Actually, that may very well be real. At least on most modern Intel Quad Core CPUs, each Core got its own diode. Based on the Core own load and what is next to it (
Another hot Core or dark silicon), each one will report a different value.
CoreTemp supposedly reads temperature values straight from a CPU Register which serves explicitly for that purpose. I don't think Motherboard is related at all.
I don't want to disturb Beraid's problem-solving and our efforts to help. But you have raised a different perspective specifically to a Sandy Bridge example for which I'd had some settled assumptions since the release of Conroe and later CPUs.
As I understood it, there was supposed to be a margin of error for the core sensors. In other words, whether one core is hotter or cooler, the sensor itself was supposed to have an expected error-margin of +/- 5C, and I even think someone had put it at +/- 6C.
That being said, the explanation suggested by the posted diagram you offered doesn't explain my own Sandy Bridge readings. My hot core is the one to the left -- "Core #1" or Core 2 -- depending on whether you number them 0 to 3 or 1 to 4. So even if there is a "dark silicon" explanation to these differences, it is a situation that has "multiple causation."
All along, based on my reading going back a few years, I had assumed that there is statistical error in the sensor accuracy. For this reason, I came also to conclude that a four-core average of temperatures at a point in time was a more sensible snapshot of CPU temperature, just as one might take an average of either a single core or those same four-core averages sampled every few seconds of an hour or two of stress to get an overall picture of "load temperature."

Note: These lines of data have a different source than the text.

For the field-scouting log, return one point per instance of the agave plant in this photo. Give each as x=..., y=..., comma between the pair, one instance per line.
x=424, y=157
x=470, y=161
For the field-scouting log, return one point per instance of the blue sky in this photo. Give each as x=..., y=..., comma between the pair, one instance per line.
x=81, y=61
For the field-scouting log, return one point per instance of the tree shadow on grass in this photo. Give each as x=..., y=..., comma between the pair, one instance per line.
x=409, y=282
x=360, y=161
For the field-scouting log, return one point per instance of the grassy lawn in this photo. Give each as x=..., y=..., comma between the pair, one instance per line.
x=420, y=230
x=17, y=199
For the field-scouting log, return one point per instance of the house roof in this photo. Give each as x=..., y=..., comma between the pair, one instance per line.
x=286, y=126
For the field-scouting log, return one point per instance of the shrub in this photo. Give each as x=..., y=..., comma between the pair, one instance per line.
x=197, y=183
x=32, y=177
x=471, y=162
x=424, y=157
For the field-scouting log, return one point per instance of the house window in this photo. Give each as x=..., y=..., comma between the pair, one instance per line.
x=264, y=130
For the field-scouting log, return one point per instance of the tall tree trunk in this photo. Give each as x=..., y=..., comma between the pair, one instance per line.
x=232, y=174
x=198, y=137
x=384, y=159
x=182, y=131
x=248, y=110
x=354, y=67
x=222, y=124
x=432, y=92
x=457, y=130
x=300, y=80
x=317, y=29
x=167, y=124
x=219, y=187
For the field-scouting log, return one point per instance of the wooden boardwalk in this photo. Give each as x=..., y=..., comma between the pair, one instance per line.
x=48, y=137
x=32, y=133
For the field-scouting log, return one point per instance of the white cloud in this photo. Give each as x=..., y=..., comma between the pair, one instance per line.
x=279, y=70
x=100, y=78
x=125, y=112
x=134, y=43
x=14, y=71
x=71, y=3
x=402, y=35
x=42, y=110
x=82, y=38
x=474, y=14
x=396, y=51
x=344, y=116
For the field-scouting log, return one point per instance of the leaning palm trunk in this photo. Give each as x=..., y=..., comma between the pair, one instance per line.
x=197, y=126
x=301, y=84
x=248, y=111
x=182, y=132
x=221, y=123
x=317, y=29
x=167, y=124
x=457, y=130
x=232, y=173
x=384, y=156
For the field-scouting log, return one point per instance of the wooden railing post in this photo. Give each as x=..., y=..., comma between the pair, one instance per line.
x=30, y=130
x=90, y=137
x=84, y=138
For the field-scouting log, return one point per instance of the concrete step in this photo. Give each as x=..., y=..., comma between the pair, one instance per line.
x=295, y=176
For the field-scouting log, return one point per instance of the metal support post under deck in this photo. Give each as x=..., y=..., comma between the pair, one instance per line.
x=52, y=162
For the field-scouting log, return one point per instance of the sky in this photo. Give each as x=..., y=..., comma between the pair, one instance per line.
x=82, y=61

I think it's important to resolve this issue, because people assume that because their hottest temperature is reported by a certain core, that reflects its "true temperature" or thermal state. On the other hand, any kind of measuring device has a range of acceptable error and limited accuracy. Further, one has to ask what the equilibrium temperatures would be after so much time under load, since heat is being exchanged all over the die and the further spread in all directions by the IHS.
Also, worthy to point out -- Intel itself had made official pronouncements about the sensors, noting that they weren't "meant to be accurate" at idle temperatures. Inconclusive as it may seem, this would also imply some range of error at load temperatures -- a range of error that would be "more accurate" than the idle values.
I urge you and especially others who may have more and better information to chime in about this. [And Virge, you've "been around" for a while, so you could add more even though we may be complicating things for the OP.]
ADDENDUM: Looking again at the picture/diagram and CoreTemp readings, I think the actual pattern of values -- not just the inconsistency with my own "hot core" -- supports my perspective here. My LOWEST temperatures come from some cores shown to be "high" from the picture's CoreTemp screenie. In other words, Core 0, 2 & 3 on my system are all within 1 to 3C of each other -- I have only one "hot" core which exceeds the rest by as much as 10C, and it exceeds the average of the four cores by about 5C. This is consistent with the explanation that there is simply measurement error in any given core sensor for any given CPU. But cores shown by the picture as "second highest" and "third highest" are much closer to the hot core, while my three lower cores are closest to each other with the hot core showing the widest range of variation from any of the rest or -- for that matter -- the average.